Loans Come In Different Forms For Different People
We need money to buy things that we use in our daily lives. Some things that we need or want to purchase cost more money than we have available. These may include cars, houses or other expensive items. In order to obtain the money to buy these things, you can get a loan from a bank. Why do banks loan people money? Quite simply, they charge interest on the amount of money that is borrowed so it is profitable for banks to lend money.
Different banks have different rates of interest. Moreover there are different types of interest rates. There are basically two types of interest rates- nominal interest rate and real interest rate.

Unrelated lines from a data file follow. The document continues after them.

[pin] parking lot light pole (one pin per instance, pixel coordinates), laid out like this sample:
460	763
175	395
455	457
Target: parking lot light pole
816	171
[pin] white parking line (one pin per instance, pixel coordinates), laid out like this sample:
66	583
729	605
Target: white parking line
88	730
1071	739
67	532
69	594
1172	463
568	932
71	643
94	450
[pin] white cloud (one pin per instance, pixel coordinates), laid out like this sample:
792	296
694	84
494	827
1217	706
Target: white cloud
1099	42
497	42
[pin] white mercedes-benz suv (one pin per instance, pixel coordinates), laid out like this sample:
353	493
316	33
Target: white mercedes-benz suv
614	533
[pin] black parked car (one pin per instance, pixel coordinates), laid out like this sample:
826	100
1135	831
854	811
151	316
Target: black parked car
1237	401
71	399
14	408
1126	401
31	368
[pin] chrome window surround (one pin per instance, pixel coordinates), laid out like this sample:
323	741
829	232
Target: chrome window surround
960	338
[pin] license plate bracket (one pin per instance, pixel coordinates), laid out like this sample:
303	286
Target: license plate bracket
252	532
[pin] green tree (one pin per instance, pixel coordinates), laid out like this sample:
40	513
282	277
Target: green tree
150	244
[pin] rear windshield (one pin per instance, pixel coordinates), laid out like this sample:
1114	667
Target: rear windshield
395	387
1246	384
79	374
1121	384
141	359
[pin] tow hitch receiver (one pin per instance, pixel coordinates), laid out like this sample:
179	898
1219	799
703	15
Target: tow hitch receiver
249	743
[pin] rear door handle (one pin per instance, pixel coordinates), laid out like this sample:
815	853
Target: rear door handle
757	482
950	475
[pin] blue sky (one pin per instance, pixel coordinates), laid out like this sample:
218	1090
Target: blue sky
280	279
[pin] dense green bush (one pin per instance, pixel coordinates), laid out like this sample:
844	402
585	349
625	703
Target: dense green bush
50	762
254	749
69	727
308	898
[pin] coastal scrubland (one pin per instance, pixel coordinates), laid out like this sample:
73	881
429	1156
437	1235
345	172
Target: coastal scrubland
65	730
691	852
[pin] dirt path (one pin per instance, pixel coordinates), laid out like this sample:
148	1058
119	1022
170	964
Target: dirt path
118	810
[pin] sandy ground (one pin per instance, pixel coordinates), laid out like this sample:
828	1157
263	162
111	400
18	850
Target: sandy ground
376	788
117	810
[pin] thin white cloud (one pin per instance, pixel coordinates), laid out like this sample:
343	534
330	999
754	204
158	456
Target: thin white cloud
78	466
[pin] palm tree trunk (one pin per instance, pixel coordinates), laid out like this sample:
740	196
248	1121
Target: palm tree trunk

It is important to acquaint yourself with the basic terms used in the world of finance. You should also keep track of the development taking place in the stock markets as they impact the rise/fall in interest rates to a great extent.
What are the different types of loans? Debts are of two types- secured and unsecured. Secured debts involve some kind of collateral. When we purchase land or property, we generally make use of mortgage loans. Debts that are not secured against the assets of the borrowers are referred to as unsecured debts. In other words, unsecured debts do not ask for any kind of security against the debt amount.
When you apply for an unsecured personal loan, you will not be pledging anything as collateral. While these loans can have repayment terms up to ten years, the downside is that the interest rate tends to be higher than secured loans. Of course this is because of the collateral requirement for secured loans.
You may choose a /"personal loan"/ to purchase a vehicle, pay fo your education, or remodel your home. Each debt comes with an established return-period during which the borrower is required to repay the amount borrowed in installments. As a rule of thumb, the longer the borrowing perid, the smaller the payment per month.
You have the flexibility to reduce the term of the debt if you have the means to pay. For instance you can pay larger installments to pay it off more quickly. Another option would be a business credit card. These cards can give you a large credit line with no fees.
RBI is concerned about the differences in prime lending rates for loans and is taking steps to ensure greater transparency by pressing banks to disclose details concerning the cost of a loan. There are two types of debt: secured and unsecured. Secured debts require some form of collateral, whereas unsecured do not. As a result unsecured debts usually have higher interest rates paid over a period of ten years. A personal loan allows you to pay over time, though if you wish to pay more quickly you may wish to go with a business credit card.